Avrupa'da entegrasyonun doğru algılanması, asimilasyonla
arasındaki ince çizginin iyi belirlenmesi gerekmekte...
Kaldı ki asimilasyonun belki de daha doğru bir yol olduğunu
savunanlar da az değil...
Entegrasyon; öz benliği ve kültürü koruyarak yabancı toplum ile
bir arada yaşama eylemi. Kendi benliğinin ve kültürünün bilincinde
olmayanların, yaşadıkları topluma sağlıklı bir şekilde uyum
sağlamalarını bekleyemeyiz (aksini savunanlar da var).

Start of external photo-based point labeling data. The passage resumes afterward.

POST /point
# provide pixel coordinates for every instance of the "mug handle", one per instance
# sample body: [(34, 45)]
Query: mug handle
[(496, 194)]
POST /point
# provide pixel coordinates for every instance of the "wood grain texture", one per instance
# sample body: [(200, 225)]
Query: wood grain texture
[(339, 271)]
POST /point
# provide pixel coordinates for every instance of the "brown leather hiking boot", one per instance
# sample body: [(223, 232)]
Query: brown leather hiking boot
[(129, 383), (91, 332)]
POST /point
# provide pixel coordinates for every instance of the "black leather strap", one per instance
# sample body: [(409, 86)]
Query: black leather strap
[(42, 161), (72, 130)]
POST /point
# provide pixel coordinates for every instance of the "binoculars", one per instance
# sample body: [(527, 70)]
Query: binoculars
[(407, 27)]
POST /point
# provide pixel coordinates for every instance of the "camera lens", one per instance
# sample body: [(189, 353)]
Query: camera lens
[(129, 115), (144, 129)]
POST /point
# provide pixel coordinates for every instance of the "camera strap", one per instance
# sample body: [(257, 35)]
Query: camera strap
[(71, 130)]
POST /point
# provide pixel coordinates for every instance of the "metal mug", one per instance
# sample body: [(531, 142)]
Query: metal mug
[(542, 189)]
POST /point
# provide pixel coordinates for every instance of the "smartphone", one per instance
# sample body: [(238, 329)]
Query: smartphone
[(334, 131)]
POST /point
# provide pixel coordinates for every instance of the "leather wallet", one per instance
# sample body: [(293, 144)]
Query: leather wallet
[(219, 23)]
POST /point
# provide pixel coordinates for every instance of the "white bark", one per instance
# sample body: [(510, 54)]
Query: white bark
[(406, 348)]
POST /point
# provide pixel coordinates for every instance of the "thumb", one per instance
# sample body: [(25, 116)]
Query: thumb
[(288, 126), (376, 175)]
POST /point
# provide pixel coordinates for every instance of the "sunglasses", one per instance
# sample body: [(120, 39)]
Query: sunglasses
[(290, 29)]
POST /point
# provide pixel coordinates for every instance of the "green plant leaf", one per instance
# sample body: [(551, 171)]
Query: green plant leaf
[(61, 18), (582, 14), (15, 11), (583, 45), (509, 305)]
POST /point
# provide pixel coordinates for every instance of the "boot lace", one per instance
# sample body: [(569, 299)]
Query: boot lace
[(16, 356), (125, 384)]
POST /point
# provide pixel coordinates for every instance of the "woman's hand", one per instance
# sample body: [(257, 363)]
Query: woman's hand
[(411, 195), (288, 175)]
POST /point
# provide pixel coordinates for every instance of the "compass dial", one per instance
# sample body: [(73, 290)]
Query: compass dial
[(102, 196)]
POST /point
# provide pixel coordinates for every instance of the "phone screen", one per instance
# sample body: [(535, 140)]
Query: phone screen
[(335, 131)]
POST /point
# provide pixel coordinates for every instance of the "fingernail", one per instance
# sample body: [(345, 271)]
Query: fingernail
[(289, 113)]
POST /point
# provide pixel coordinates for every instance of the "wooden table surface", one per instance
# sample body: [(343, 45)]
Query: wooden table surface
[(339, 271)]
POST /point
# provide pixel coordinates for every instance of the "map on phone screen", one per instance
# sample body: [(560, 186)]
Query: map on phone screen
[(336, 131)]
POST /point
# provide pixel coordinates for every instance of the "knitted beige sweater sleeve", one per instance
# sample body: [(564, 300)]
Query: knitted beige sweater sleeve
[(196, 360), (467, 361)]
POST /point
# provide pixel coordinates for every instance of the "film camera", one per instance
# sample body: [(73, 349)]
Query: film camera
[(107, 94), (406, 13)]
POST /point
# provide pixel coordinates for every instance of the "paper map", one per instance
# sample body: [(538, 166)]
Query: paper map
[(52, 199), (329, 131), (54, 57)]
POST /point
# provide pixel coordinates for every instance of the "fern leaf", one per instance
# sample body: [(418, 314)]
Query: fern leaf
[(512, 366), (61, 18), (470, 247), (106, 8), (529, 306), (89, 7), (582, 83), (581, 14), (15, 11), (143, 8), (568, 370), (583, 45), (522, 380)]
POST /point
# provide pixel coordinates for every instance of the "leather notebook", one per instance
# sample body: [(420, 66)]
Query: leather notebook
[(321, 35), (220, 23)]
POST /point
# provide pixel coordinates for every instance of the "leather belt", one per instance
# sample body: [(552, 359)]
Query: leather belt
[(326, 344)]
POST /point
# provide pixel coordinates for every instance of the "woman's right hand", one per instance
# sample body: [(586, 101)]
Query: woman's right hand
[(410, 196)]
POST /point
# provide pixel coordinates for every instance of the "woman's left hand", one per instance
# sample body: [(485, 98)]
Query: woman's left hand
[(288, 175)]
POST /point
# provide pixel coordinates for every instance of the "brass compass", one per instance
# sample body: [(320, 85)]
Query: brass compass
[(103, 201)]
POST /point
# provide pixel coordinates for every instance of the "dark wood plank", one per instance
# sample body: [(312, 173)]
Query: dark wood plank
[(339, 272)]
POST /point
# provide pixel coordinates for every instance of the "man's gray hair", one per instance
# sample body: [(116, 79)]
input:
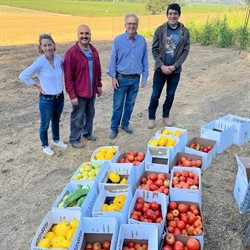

Entegrasyon; uzun/yavaş, insani unsurları dikkate alan bir
süreçtir.
Entegre olacak olan kadar, entegre olunacak olanın da buna
istekli olması gereklidir. Bir başka ifadeyle sarılmak, kucaklaşmak
için iki kişinin de kollarını açması gerekir.
Dünyaya açılmak, farklı ülkelerde yaşamak, kendi kişiliğine,
kültürüne, özüne bağlılıkla çelişmez. Aksine zenginleştirici bir
olgudur. Bu bağlamda; bulunulan ülke ile anavatan arasında bir
köprü oluşturulabilir.
Kendi kültürünü evrensel kültür içerisinde koruyup geliştiren ve
farklı kültürlerle kaynaştırabilen bireylerin yetişmesi günümüzde
oldukça önemlidir.
Bu anlamda kendilerine güvenen, yaşadıkları her ortamda
çevresindeki insanlarla kolayca iletişim kurabilen, farklı kültür
ve mizaçta olan insanlara karşı hoşgörü ile bakabilen, ülkesini
seven, yaşadığı topluma saygılı, kendisine ve anavatanına karşı
görev ve sorumluluklarını bilen ve yerine getiren bireylerin
sayısının artırılması oldukça önemlidir.
Bugün çözülmeye çalışılan sorunların başında; bu kalıcı nüfusun
bir yandan bulunduğu ülke toplumuna uyum sağlarken, diğer yandan,
anavatanlarıyla olan kültürel bağlarını muhafaza etmesinin ne
şekilde gerçekleştirilebileceği gelmektedir.
Bu amaca yönelik çabalarda, üçüncü kuşak olarak adlandırılan
gençlerin eğitimi önemli bir yer tutmaktadır. İçinde yaşadıkları
topluma uyum sağlamaları, eşit şanslara sahip olabilmek için,
yeterli eğitim ve öğrenim görmeleri ve bulunulan ülke diline vakıf
olmaları ne denli önemliyse, aileleri ve anavatanla olan
ilişkilerinin sağlıklı biçimde korunması bakımından Türkçe'ye
yeterince vakıf olmaları da o denli önem taşımaktadır.
Kaldı ki, bu konuda yapılan pedagojik araştırmaların sonuçları
da, anadilini yeterince bilmeyen bir gencin, ikinci bir dili
öğrenmekte büyük güçlüklerle karşılaştığını göstermektedir.
Dil bilimcilerin üzerinde tam olarak mutabık oldukları genel
prensip; ''kendi dilini iyi bilen bir kişinin, bir yabancı dili
daha iyi öğrenebileceği'' şeklindedir.
Gençlik demek: hareket, enerji, iyimserlik, umut, inanç, heyecan
ve gelecek demektir. Gençler kim olduklarının bilincinde olmalı,
potansiyellerinin farkına varmalı, kendilerini keşfetmeli ve
fethetmelidirler.
Yurtdışındaki Türk toplumu kendi değerlerini değerlendirme
aşamasına gelmiştir. Toplumun geleceğinin güvencesi, iyi eğitim
görmüş aydınlık fikirli, yaşadıkları toplumda saygın konuma gelmiş,
gönüllerinde Türkiye sevgisi olan gençlerdir.